Дома, чуть он вошел, пришлось нестись к телефону.

— Где ты был?!!!!! — кричала мама. — Где-где-где?! Я-я-я…

Ответ пришел сам собой.

— Ну, мам, ну скажи, ну я имею право на весну?! Имею или нет?! Ходил по двору разиня рот, как ты бы сказала. Сидел на скамейке. Считал ворон… Весна ведь, мам, все во дворе, а меня заперли дома!

Ответ, конечно, ничего не решил, мама нашла, что сказать сыну, но Славик как уперся на весне, на которую он, как всё живое на земле, имеет право, так с нее и не слезал. Другого-то у него все равно не было.

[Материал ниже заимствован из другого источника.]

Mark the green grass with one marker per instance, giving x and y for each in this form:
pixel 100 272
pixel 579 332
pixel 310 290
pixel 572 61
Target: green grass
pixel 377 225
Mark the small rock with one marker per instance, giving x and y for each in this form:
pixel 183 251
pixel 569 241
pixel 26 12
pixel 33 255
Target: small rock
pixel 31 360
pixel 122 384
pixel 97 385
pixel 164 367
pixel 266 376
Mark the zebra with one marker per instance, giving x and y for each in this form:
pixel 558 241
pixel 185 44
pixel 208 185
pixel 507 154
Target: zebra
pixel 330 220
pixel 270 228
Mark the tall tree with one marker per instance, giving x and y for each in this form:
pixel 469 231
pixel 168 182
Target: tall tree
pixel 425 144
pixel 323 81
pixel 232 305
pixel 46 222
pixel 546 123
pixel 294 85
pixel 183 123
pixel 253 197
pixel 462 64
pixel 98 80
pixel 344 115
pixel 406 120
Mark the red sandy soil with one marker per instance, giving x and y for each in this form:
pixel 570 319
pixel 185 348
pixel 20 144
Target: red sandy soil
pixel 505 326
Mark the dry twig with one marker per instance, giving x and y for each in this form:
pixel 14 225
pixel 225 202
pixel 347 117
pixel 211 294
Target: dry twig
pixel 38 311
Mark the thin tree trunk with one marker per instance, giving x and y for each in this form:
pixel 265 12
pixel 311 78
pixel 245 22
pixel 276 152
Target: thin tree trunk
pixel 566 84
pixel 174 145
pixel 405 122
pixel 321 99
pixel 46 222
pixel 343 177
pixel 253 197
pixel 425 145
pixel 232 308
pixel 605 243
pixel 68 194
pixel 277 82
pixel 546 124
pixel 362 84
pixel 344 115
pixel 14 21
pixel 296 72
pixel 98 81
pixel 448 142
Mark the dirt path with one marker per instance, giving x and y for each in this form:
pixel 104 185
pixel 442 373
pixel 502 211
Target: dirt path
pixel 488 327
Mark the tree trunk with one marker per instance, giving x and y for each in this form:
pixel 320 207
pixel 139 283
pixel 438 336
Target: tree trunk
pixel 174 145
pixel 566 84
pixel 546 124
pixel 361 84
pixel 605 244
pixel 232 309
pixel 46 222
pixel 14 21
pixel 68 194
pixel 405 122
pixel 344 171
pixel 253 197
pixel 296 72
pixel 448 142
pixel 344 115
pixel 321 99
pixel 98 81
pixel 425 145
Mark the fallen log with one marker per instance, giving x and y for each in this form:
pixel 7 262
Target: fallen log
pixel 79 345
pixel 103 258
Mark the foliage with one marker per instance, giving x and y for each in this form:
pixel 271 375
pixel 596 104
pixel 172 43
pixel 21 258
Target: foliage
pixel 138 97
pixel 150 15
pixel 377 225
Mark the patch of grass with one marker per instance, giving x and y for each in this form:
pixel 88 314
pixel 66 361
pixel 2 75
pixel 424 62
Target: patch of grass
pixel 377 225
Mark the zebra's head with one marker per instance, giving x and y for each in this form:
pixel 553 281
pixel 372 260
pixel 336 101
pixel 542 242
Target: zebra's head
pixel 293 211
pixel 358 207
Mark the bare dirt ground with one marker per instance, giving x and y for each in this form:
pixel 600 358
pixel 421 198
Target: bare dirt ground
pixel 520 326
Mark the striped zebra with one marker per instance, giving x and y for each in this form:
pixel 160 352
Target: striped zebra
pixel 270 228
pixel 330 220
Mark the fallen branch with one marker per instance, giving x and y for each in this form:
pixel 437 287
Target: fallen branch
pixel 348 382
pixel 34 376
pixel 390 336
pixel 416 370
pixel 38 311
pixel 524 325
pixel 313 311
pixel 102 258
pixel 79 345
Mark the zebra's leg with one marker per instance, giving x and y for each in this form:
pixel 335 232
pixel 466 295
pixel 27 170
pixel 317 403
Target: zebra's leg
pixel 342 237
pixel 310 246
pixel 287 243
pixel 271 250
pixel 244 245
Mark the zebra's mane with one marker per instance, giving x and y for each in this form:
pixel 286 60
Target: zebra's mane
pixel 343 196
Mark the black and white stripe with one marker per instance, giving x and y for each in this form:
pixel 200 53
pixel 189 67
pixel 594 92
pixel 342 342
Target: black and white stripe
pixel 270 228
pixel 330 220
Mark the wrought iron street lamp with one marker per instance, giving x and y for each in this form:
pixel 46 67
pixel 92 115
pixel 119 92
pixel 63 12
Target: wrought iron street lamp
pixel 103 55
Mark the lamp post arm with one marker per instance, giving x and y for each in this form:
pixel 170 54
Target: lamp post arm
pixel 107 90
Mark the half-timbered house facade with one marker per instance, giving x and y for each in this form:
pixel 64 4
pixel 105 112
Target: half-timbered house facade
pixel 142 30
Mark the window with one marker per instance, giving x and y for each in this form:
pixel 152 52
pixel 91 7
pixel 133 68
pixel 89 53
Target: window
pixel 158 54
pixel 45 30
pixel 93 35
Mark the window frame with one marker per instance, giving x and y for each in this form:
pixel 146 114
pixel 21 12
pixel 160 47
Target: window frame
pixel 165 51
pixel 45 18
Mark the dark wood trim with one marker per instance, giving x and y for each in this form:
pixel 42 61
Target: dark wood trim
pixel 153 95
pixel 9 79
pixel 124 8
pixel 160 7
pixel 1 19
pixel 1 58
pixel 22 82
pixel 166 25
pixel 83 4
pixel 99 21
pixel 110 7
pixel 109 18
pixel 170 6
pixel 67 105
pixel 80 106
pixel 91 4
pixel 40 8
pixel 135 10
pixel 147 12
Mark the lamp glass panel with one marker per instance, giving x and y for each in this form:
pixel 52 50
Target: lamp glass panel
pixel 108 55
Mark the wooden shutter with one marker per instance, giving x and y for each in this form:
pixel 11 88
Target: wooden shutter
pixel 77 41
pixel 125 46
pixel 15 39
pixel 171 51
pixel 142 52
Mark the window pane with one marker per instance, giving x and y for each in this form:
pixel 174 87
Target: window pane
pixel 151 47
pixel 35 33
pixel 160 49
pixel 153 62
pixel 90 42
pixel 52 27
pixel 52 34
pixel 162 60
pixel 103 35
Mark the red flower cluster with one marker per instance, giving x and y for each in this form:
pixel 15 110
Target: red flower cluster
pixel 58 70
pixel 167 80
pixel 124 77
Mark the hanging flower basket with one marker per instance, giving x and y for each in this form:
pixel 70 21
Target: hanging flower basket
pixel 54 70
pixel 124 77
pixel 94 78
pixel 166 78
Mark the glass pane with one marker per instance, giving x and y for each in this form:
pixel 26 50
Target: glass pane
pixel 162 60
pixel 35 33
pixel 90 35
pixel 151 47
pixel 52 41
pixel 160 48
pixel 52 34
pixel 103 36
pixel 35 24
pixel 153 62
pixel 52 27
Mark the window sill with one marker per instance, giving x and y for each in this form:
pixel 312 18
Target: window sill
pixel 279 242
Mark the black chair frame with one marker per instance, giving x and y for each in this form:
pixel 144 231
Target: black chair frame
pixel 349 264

Во всяком случае, ничего другого он не успел придумать, а весна — вот она, за окном!

Вечер — утро

Остаток дня прошел тихо, если не считать того, что еще наговорила Славику мама, когда пришла с работы. Папа к ее нагоняю ничего добавлять не стал, он видел, что Славик и так перегружен правильными словами. Как бы из него не вырвалось неправильное.

Потом мама перешла к телефону и плотно за него села, папа устроился перед телевизором, Славик посидел у себя, но сидел недолго, потому что… потому что был он в эти минуты, честно говоря, не у себя дома, а находился в ресторане, а рядом с ним Кубик "грузил" шефа-робота, рассказывая тому про Кукурбиту и зорко на него поглядывая. Славик сунулся в кухню, потом поглядел на папу на диване… вот бы кому рассказать про сегодняшние приключения! Он постоял в дверях, ожидая, что папа к нему обернется. Тот не обернулся, а сын подумал, что рассказывать ему про все нельзя. Тогда ему за последние деньги наймут телохранителя и уж Кубика он не только не увидит, но и не позвонит ему. А ведь их обоих ожидает "развитие событий". Развитие событий после "трех щелчков вперед и семи назад".